At this point, it is not clear how drillers would extract gas from hydrates without disturbing the deposits and causing methane to leak to the surface, or what the net impact on the environment might be. Those questions will have to be the subject of new research, which should be seen as an imperative as Japan and other nations explore gas production from hydrates.

"As with hydraulic fracturing, the commercialization of methane hydrates can lead to large reductions in greenhouse gases or large, catastrophic, increases," Knittel told me, "Which path we take will hinge on how policy makers respond."

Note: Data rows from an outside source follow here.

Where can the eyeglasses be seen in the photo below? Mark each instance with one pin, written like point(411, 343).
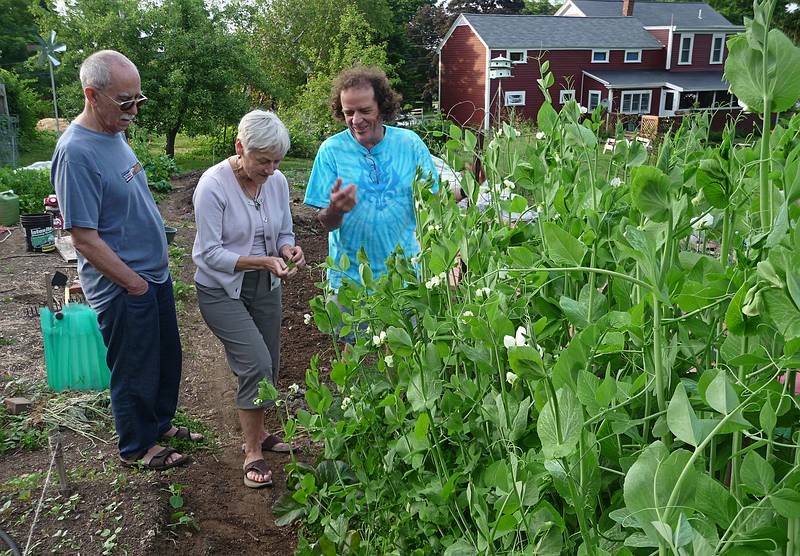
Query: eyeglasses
point(374, 172)
point(126, 105)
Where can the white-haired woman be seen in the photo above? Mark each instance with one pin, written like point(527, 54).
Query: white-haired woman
point(243, 249)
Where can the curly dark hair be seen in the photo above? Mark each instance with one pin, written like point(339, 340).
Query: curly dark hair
point(363, 76)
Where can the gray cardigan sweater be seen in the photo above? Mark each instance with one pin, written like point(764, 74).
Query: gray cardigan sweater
point(226, 223)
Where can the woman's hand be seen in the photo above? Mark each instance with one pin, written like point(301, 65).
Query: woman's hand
point(277, 266)
point(294, 254)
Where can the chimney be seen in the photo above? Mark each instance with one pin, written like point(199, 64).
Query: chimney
point(627, 8)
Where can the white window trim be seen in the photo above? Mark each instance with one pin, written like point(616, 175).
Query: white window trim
point(714, 37)
point(639, 92)
point(689, 36)
point(508, 93)
point(608, 56)
point(638, 59)
point(589, 99)
point(519, 50)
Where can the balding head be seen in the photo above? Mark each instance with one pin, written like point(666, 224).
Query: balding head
point(96, 70)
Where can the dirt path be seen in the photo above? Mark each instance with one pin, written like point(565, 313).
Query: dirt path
point(231, 518)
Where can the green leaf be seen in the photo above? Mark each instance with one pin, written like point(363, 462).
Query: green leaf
point(721, 396)
point(562, 248)
point(767, 417)
point(651, 193)
point(399, 341)
point(460, 548)
point(649, 484)
point(547, 118)
point(786, 502)
point(744, 71)
point(683, 421)
point(757, 474)
point(560, 437)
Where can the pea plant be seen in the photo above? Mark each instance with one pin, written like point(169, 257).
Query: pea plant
point(592, 383)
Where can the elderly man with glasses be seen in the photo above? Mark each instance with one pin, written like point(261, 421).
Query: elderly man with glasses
point(362, 177)
point(122, 260)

Still a ways from commerical development

Despite this week's unprecedented step forward in producing gas from undersea hydrates, there's still much work to be done to develop a commercially profitable set of technologies for methane hydrate extraction. Yet the effort to develop technologies for hydrate extraction appears to be accelerating.

In addition to undersea deposits, hydrates can be found trapped in the Arctic permafrost. In May 2012, a partnership between the US Department of Energy, ConocoPhillips and the Japan Oil, Gas and Metals National Corporation successfully produced a steady flow of gas from hydrates extracted from the frozen tundra of Alaska's North Slope -- another first of a kind demonstration.
In August 2012, the Energy Department followed up this succesful demonstration by selecting 14 methane hydrate research projects for $5.6 million in funding. Yet with the United States currently enjoying a glut of cheap shale gas, the nation has little incentive to pioneer the development of methane hydrates.
Japan, in contrast, is highly motivated to tap into the potential supply of domestic gas locked in hydrates off the natural resource-starved island nation. The Japanese government has invested hundreds of millions of dollars since the early 2000s to explore offshore methane hydrate reserves, according to the New York Times. These efforts have only accelerated since the meltdowns at the Fukushima Daiichi nuclear power plant forced Japan to shutter most of their reactor fleet, sharply increasing the nation's dependence on costly imports of liquefied natural gas and coal.

Yet yielding commercial quantities of natural gas from hydrates at an affordable price presents numerous challenges. Those challenges stem in part from the difficult environments in which hydrates are found and where would-be hydrate producers must drill: the frozen expanses of the Arctic and the deepsea abyss.

While further development is needed before hydrates yield commerical natural gas production, Japanese officials are betting that these challenges will be conquered soon.

"Shale gas was considered technologically difficult to extract but is now produced on a large scale," Toshimitsu Motegi, the Japanese trade minister, said at a news conference in Tokyo. "By tackling these challenges one by one, we could soon start tapping the resources that surround Japan."